É com evidente satisfação que João Paulo Santos, 47 anos, mostra ao Artéria os abrigos para gatos que, nos últimos meses, se tem entretido a construir com placas de contraplacado. “Este está em fase de acabamento e, em breve, vai ser entregue à Junta Freguesia Mina de Água, na Amadora”, conta, rodeado por pedaços de madeira e ferramentas reunidas no ateliê em que, com a amiga Ana Antunes, 37 anos, tem trabalhado graciosamente no âmbito da Oficina Criativa da Associação CAD (Calhariz Apoio Direto).

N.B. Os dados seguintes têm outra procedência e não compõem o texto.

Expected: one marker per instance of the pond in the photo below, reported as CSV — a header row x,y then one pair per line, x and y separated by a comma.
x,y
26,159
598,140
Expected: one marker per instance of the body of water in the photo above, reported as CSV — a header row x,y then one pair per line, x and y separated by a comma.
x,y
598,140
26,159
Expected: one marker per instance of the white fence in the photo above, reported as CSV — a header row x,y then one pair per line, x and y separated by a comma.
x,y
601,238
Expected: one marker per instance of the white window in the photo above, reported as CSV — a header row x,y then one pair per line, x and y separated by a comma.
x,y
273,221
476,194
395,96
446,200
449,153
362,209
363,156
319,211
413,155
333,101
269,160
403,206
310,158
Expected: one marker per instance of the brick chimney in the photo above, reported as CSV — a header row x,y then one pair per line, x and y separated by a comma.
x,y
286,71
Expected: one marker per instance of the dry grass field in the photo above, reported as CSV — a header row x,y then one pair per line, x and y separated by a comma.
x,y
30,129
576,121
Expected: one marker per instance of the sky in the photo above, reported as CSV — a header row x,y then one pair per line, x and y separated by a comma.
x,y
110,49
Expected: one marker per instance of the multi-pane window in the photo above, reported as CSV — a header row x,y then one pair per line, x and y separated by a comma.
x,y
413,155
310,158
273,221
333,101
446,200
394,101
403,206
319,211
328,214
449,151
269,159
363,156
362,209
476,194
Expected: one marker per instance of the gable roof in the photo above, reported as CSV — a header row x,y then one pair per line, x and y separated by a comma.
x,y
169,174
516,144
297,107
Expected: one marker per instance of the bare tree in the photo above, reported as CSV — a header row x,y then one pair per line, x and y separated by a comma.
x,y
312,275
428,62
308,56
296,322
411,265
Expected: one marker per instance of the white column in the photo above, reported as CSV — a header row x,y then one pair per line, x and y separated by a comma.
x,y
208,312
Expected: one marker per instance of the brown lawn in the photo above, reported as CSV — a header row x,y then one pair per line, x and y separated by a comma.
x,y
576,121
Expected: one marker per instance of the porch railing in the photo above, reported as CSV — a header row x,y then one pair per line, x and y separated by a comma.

Uma ideia surgida das cabeças de João e de Ana, quando ambos estavam desempregados. “Trabalhava na área comercial, mas sempre tive uma preocupação com a intervenção na comunidade”, explica. O resultado dessa inquietação social, formalizado em associação em Março do ano passado, tem como principal intento mobilizar os residentes mais velhos do Calhariz de Benfica, aumentando-lhes a autoestima e fomentando o sentido comunitário. Mas oferece-se a todos os que queiram participar.

“Temos um foco na população sénior, embora, na verdade, estejamos abertos a trabalhar com toda a população”, explica este homem de modos serenos e sorriso a emanar um misto de optimismo e resolução, como que indiciando saber que faz o que está certo. A construção dos gatis, inicialmente realizada em parceria com a Junta de Freguesia de Benfica, é apenas uma das actividades de uma associação nascida da vontade de fazer o melhor pelas pessoas da zona.

Durante o mês de Outubro, começaram os workshops de iniciação à fotografia e também os de pintura em acrílico. Lições dadas em instalações cedidas pela junta, num dos diversos pavilhões onde, até há alguns anos, funcionava o Laboratório Nacional de Investigação Veterinária – e recuperadas por João, Ana e os amigos, em todas as suas horas disponíveis. Logo a seguir, a Oficina Criativa CAD oferecerá também ateliês de pintura, de têxteis, de maquilhagem e de cozinha.

Mas essa é apenas uma das vertentes da Associação CAD. Em breve, e quando todas as formalidades legais estiverem cumpridas, uma outra valência surgirá, a do serviço de apoio domiciliário aos idosos do bairro. “Há uma grande população sénior. Esta zona do Calhariz de Benfica tem todas as características de um território com gente muito envelhecida”, conta João Paulo, para quem o envolvimento no suprimento das necessidades da sua comunidade surge como algo natural. Afinal, sempre ali viveu.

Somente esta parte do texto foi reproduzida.